Normalization reduces redundancy by splitting data into related tables. First normal form (1NF) through third normal form (3NF) are interview staples and guide practical schema design.
Problem: duplication
Storing customer name on every order row duplicates data—update anomalies if Ada renames and only some rows change.
Split tables
-- Normalized: customer data once
CREATE TABLE customers (id INTEGER PRIMARY KEY, name TEXT);
CREATE TABLE orders (
id INTEGER PRIMARY KEY,
customer_id INTEGER REFERENCES customers(id),
total REAL
);Practice: Run DDL in a fresh SQLite file or DB Fiddle schema pane. Drop test tables when experimenting.
Denormalize deliberately
Reporting caches, read replicas, and materialized views sometimes denormalize for speed—start normalized, denormalize with measured need. Data Science pipelines may flatten tables for ML features.
Normal forms sketch
- 1NF — atomic columns, no repeating groups
- 2NF — no partial dependency on composite keys
- 3NF — no transitive dependency on non-key attributes
Important interview questions and answers
- Q: Always 3NF?
A: OLTP apps usually yes; analytics may denormalize star schemas in warehouses. - Q: JOIN cost vs duplication?

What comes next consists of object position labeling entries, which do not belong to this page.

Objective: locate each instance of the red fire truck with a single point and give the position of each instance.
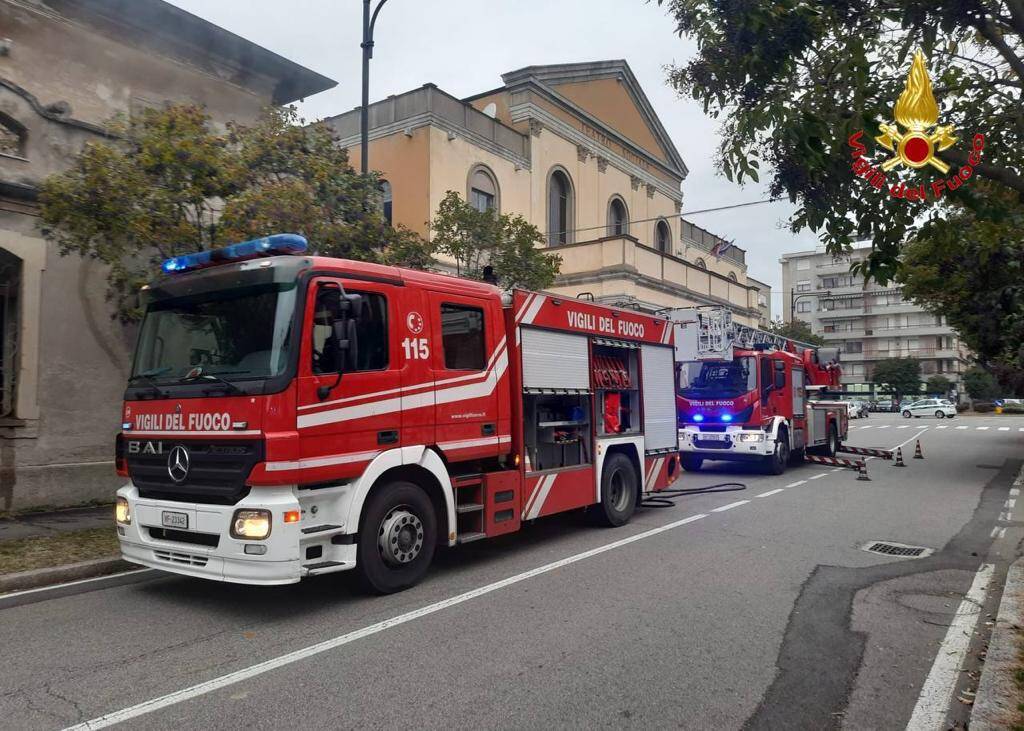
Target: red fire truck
(292, 415)
(748, 395)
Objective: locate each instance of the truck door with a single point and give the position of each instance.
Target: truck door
(470, 360)
(348, 410)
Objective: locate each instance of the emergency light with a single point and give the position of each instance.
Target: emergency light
(267, 246)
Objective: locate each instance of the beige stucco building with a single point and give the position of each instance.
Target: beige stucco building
(578, 151)
(66, 68)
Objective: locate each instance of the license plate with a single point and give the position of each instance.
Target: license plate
(174, 520)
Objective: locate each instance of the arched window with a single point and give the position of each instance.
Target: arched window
(385, 188)
(559, 208)
(619, 217)
(11, 136)
(482, 188)
(663, 237)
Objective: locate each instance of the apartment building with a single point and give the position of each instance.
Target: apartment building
(869, 323)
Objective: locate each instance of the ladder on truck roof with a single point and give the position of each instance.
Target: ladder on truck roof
(710, 334)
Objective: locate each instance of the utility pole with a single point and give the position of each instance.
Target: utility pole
(369, 20)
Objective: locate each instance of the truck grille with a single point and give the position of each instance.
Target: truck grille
(217, 470)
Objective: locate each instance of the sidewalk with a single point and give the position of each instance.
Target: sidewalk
(41, 549)
(1000, 693)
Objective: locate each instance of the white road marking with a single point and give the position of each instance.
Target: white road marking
(933, 701)
(730, 506)
(259, 669)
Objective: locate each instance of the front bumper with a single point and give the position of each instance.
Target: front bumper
(734, 442)
(286, 547)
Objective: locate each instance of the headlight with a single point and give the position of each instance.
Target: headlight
(253, 524)
(122, 513)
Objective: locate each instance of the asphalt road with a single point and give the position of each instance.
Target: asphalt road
(754, 608)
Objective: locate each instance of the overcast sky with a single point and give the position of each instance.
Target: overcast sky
(464, 46)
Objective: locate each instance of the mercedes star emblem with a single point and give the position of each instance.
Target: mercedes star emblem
(177, 464)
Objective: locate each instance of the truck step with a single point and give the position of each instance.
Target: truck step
(323, 566)
(320, 528)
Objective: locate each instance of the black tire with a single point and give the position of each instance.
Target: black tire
(386, 571)
(775, 463)
(691, 463)
(620, 491)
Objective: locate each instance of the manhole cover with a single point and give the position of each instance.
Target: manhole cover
(888, 548)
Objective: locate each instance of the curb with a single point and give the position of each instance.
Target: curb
(998, 694)
(59, 574)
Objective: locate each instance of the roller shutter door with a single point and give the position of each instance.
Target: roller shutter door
(554, 361)
(658, 398)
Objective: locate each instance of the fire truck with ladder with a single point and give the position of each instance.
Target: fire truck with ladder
(748, 395)
(291, 415)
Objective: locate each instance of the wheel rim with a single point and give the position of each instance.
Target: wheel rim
(619, 491)
(400, 536)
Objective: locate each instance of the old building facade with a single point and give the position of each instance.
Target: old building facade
(66, 68)
(578, 151)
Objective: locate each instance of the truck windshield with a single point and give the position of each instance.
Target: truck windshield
(233, 334)
(717, 379)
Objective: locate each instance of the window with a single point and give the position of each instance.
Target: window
(619, 218)
(663, 238)
(559, 208)
(482, 188)
(369, 324)
(11, 137)
(462, 338)
(386, 201)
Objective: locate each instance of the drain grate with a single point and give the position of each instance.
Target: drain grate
(887, 548)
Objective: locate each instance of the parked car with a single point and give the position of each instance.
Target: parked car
(938, 407)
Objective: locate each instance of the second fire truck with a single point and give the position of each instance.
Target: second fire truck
(748, 395)
(291, 416)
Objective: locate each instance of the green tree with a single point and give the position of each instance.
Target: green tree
(796, 330)
(980, 385)
(791, 81)
(938, 384)
(169, 182)
(900, 377)
(508, 243)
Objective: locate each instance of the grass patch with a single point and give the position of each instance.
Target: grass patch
(46, 551)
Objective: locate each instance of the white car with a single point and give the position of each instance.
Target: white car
(940, 409)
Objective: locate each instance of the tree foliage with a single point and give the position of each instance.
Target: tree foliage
(938, 384)
(980, 385)
(170, 183)
(508, 243)
(898, 376)
(792, 81)
(796, 330)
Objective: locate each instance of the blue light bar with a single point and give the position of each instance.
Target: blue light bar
(268, 246)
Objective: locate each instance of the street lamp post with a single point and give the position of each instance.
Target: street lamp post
(369, 20)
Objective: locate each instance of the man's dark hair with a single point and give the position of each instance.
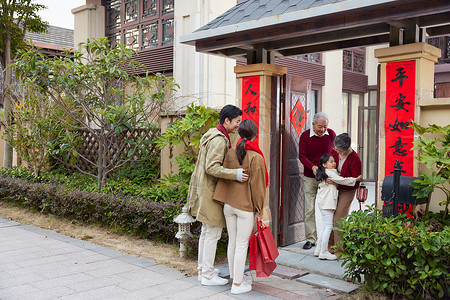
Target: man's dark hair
(229, 111)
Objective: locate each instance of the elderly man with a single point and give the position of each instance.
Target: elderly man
(313, 144)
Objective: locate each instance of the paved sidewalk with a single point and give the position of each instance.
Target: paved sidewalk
(41, 264)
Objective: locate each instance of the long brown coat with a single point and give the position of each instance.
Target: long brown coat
(247, 196)
(213, 147)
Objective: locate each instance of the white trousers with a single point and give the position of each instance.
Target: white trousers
(240, 226)
(327, 224)
(207, 245)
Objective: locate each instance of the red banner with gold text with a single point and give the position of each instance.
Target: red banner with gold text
(250, 99)
(400, 106)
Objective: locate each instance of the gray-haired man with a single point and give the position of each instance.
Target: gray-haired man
(313, 144)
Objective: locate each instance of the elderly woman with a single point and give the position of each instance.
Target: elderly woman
(348, 165)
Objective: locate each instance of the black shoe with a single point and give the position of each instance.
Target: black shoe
(308, 245)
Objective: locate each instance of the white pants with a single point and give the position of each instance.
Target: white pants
(240, 227)
(327, 224)
(207, 245)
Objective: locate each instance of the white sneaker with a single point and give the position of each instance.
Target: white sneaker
(216, 272)
(243, 288)
(318, 248)
(216, 280)
(327, 255)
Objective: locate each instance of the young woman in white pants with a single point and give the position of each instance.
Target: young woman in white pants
(242, 200)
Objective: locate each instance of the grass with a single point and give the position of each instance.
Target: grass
(165, 254)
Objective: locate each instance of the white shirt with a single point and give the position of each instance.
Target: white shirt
(327, 193)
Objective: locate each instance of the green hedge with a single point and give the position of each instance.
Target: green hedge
(133, 215)
(398, 256)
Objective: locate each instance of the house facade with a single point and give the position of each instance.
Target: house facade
(343, 82)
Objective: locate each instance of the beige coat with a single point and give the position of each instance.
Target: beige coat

A: JOINs cost CPU; duplication costs consistency—normalize first, optimize with indexes and caches.
Self-check
- What update anomaly does duplication cause?
- Name the first three normal forms in order.
Tip: Normalize OLTP schemas first; denormalize reporting only with measured need.
Interview prep
- Why normalize?
Reduce duplication and update anomalies.
- 3NF sketch?
No non-key attribute depends on another non-key attribute.